The main objective was to conduct a prospective study reporting the outcome for dogs with an extrahepatic congenital portosystemic shunt (CPSS) treated with a 'complete ligation where possible' philosophy. The second aim was to compare the outcomes following complete (C) polypropylene suture ligation versus partial thin film band (TFB) attenuation of a CPSS in dogs. Dogs that could not tolerate acute complete shunt ligation at surgery received partial shunt attenuation with TFB. Peri-operative complications, mortality, follow-up imaging findings, pre- and post-operative bile acid stimulation test results and details of any revision surgery performed were recorded. A follow-up health-related quality of life questionnaire enabled the calculation of a postoperative clinical shunt score, a quality of life score, and determined if any dogs were still on a hepatic diet and/or other medical management at a minimum of 6 months after surgery. Of the 110 dogs enrolled, 57 received complete ligation and 53 received partial TFB attenuation. Peri-operative mortality, the occurrence of post-attenuation neurological complications, the occurrence of multiple acquired shunts, the postoperative clinical shunt score and quality of life score were not significantly different between the two groups. Dogs in the C group were older, heavier and demonstrated a greater number of shunt classifications where the entry into the systemic circulation was the phrenic vein or azygous vein. Dogs in the TFB group had a greater number of unchanged bile acid concentrations after surgery, were more likely to remain on the hepatic diet and/or medical management after surgery and underwent a greater number of revision surgeries. There was variability in the precision of both ultrasound and computed tomographic angiography follow-up imaging compared to intra-operative mesenteric portovenography findings at revision surgery. Overall, dogs with an extrahepatic portosystemic shunt receiving either complete acute shunt ligation or partial TFB shunt attenuation are expected to have an excellent long-term clinical outcome and there is no reason to suggest that a dog able to tolerate complete acute shunt closure should be denied the benefit of this.

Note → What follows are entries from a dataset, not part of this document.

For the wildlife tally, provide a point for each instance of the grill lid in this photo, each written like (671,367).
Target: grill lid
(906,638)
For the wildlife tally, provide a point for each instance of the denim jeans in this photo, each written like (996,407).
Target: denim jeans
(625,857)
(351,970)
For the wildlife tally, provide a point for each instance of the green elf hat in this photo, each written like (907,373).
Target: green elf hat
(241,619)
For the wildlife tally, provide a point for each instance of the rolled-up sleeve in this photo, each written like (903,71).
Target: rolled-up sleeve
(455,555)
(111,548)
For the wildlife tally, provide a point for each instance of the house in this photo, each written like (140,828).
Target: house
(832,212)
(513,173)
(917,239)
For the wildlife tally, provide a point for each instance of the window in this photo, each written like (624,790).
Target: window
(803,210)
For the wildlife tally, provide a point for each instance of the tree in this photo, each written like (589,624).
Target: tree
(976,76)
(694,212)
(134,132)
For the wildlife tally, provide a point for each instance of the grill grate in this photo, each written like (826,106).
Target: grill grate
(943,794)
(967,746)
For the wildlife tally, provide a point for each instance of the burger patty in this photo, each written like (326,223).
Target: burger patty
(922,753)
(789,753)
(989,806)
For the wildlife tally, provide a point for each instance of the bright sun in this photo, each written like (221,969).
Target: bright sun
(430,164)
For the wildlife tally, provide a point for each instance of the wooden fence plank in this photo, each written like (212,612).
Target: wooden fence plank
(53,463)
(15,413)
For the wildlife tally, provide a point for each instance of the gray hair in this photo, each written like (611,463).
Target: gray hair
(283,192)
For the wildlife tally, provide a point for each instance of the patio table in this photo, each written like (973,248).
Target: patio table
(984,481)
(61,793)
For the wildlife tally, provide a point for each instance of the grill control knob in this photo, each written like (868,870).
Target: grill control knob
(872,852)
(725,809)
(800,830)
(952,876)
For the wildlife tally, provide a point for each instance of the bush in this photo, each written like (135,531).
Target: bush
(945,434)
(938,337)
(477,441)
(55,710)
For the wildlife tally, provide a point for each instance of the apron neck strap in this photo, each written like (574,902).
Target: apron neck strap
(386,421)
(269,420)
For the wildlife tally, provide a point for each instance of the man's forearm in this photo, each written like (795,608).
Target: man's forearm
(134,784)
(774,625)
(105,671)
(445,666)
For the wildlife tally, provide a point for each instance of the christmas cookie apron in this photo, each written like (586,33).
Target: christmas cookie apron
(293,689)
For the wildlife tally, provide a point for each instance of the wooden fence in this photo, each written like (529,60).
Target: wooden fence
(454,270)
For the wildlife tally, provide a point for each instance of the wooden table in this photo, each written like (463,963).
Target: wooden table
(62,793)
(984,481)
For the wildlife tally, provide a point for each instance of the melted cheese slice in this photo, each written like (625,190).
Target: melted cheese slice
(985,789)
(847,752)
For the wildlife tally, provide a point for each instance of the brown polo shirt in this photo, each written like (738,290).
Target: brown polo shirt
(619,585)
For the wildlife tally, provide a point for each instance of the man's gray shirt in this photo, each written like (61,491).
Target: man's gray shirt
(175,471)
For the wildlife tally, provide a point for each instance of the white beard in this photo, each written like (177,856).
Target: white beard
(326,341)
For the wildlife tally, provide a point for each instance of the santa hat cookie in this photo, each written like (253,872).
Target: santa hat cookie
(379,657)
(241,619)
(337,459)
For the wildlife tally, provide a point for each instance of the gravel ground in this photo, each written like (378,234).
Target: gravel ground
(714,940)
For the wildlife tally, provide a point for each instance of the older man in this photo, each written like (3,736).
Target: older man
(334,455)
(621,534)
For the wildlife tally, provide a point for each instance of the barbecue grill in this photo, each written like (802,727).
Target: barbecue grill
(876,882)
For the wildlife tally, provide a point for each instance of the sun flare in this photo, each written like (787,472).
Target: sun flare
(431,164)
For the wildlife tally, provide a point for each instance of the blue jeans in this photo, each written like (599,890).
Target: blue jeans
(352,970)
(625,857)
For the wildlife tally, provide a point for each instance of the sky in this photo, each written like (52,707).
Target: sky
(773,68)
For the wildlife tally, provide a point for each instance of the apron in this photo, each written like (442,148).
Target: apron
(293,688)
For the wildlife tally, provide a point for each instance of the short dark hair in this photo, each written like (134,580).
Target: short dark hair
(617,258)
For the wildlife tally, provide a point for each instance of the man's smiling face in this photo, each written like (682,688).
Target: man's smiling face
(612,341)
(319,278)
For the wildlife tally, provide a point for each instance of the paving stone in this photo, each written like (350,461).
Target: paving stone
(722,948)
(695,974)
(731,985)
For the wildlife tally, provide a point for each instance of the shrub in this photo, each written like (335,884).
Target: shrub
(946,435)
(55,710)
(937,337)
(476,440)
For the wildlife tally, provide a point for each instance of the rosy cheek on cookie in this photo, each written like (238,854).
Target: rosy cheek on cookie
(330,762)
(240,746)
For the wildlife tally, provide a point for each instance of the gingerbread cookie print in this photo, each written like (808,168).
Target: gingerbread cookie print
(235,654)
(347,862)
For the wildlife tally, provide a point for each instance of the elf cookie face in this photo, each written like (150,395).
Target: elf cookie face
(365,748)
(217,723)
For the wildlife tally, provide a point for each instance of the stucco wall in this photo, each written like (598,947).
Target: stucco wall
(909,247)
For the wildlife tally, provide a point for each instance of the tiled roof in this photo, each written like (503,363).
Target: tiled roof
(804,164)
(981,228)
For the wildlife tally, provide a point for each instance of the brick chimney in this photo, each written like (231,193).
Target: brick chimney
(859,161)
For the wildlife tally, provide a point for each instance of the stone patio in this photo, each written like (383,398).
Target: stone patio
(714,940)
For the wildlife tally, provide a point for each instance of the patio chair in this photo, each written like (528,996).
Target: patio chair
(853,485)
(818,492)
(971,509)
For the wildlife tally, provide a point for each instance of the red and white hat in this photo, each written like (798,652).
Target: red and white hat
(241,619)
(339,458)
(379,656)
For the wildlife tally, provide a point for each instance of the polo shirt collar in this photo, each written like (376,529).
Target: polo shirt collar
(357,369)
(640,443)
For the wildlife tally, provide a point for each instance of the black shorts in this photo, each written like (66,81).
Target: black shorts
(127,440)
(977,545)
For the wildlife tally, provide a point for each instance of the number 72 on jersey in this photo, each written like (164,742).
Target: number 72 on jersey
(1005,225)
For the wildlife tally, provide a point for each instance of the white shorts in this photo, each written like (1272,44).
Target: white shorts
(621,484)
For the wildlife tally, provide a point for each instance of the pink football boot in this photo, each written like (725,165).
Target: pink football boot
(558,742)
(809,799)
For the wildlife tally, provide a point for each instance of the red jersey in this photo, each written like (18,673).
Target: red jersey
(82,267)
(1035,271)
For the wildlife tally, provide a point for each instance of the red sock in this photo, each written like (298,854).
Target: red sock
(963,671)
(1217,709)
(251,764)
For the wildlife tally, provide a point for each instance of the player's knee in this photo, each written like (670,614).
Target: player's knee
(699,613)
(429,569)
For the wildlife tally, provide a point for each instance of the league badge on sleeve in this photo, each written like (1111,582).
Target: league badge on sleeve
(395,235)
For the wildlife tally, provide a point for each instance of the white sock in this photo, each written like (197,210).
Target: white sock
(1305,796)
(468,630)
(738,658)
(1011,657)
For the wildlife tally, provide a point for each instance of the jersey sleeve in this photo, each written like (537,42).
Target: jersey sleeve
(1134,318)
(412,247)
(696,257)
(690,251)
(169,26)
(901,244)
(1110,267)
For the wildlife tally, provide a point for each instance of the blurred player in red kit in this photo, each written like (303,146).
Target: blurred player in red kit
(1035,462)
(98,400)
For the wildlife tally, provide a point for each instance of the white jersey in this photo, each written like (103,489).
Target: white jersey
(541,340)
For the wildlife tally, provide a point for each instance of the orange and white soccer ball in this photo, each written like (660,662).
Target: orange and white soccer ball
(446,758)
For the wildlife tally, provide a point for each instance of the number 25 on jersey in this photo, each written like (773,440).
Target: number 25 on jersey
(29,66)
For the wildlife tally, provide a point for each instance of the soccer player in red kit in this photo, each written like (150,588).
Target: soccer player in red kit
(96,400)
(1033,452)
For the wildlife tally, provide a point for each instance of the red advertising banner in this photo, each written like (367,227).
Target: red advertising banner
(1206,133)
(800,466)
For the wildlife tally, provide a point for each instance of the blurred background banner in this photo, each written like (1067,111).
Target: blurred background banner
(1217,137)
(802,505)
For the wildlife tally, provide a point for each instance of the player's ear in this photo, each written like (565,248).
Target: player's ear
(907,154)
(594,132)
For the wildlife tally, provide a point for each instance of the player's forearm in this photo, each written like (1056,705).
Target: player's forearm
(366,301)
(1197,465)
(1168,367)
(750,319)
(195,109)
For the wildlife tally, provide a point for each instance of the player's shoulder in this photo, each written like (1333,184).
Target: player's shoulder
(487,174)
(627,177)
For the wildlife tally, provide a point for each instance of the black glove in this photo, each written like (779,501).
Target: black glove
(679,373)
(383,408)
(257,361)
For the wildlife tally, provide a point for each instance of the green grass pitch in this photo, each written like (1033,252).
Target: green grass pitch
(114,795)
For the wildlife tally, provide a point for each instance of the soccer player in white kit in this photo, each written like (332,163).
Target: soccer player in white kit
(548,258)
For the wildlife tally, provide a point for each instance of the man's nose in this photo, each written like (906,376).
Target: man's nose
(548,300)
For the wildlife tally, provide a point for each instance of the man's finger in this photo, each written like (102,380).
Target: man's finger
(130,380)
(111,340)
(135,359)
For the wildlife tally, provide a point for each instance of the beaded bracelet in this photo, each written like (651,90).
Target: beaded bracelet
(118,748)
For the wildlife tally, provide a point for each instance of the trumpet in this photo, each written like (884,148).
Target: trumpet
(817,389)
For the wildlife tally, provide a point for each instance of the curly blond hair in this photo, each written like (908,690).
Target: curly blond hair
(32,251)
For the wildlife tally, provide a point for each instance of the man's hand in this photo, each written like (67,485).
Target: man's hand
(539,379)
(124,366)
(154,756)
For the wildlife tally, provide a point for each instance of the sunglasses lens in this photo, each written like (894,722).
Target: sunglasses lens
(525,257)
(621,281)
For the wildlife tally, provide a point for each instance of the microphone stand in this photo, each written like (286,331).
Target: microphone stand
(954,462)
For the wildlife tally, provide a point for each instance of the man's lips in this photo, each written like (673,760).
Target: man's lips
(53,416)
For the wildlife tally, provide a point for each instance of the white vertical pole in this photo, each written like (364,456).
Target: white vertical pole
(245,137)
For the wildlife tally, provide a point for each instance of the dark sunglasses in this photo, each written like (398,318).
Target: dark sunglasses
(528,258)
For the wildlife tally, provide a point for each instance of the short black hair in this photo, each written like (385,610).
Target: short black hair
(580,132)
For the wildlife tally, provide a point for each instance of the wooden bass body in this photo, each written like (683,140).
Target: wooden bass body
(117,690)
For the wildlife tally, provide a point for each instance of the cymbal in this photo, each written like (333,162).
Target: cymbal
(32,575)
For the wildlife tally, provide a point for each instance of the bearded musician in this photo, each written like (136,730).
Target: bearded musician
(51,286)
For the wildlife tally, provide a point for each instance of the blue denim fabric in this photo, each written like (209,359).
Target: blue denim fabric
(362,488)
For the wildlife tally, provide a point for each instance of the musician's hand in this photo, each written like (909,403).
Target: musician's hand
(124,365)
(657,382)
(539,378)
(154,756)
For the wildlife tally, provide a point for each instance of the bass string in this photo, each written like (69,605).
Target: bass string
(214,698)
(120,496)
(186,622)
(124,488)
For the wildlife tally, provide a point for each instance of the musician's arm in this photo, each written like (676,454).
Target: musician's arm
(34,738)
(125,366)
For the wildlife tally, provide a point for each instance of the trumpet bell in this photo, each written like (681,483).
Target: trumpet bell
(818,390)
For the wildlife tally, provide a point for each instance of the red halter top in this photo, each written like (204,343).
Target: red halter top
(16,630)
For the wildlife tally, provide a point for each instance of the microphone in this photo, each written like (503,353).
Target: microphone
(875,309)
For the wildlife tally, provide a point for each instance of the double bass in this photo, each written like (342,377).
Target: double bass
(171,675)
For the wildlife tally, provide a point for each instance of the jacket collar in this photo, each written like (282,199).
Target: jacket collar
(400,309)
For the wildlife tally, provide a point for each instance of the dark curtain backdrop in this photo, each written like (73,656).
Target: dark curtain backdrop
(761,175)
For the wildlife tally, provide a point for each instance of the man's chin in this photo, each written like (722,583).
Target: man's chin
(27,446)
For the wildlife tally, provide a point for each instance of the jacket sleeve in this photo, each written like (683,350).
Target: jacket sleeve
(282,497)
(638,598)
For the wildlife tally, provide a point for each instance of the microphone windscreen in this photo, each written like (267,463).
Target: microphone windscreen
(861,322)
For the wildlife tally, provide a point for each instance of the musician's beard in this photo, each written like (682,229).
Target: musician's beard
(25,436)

主要目的是进行一项前瞻性研究,报告采用“尽可能完全结扎”理念治疗的肝外先天性门体分流(CPSS)犬的预后情况。第二个目的是比较犬完全(C)聚丙烯缝线结扎与部分薄膜带(TFB)减容治疗CPSS后的预后。手术中不能耐受急性完全分流结扎的犬接受TFB部分分流减容。记录围手术期并发症、死亡率、随访影像学检查结果、术前和术后胆汁酸刺激试验结果以及任何翻修手术的详细情况。一份随访健康相关生活质量问卷可计算术后临床分流评分、生活质量评分,并确定至少在术后6个月是否有犬仍采用肝脏饮食和/或其他药物治疗。在纳入的110只犬中,57只接受了完全结扎,53只接受了部分TFB减容。两组之间围手术期死亡率、减容后神经并发症的发生率、多发后天分流的发生率、术后临床分流评分和生活质量评分无显著差异。C组的犬年龄更大、体重更重,且表现出更多分流类型,其进入体循环的血管为膈静脉或奇静脉。TFB组的犬术后胆汁酸浓度未改变的数量更多,术后更有可能继续采用肝脏饮食和/或药物治疗,且接受翻修手术的次数更多。与翻修手术时术中肠系膜门静脉造影结果相比,超声和计算机断层血管造影随访成像的准确性存在差异。总体而言,接受急性完全分流结扎或部分TFB分流减容的肝外门体分流犬预计长期临床预后良好,且没有理由表明能够耐受急性完全分流闭合的犬不应从中受益。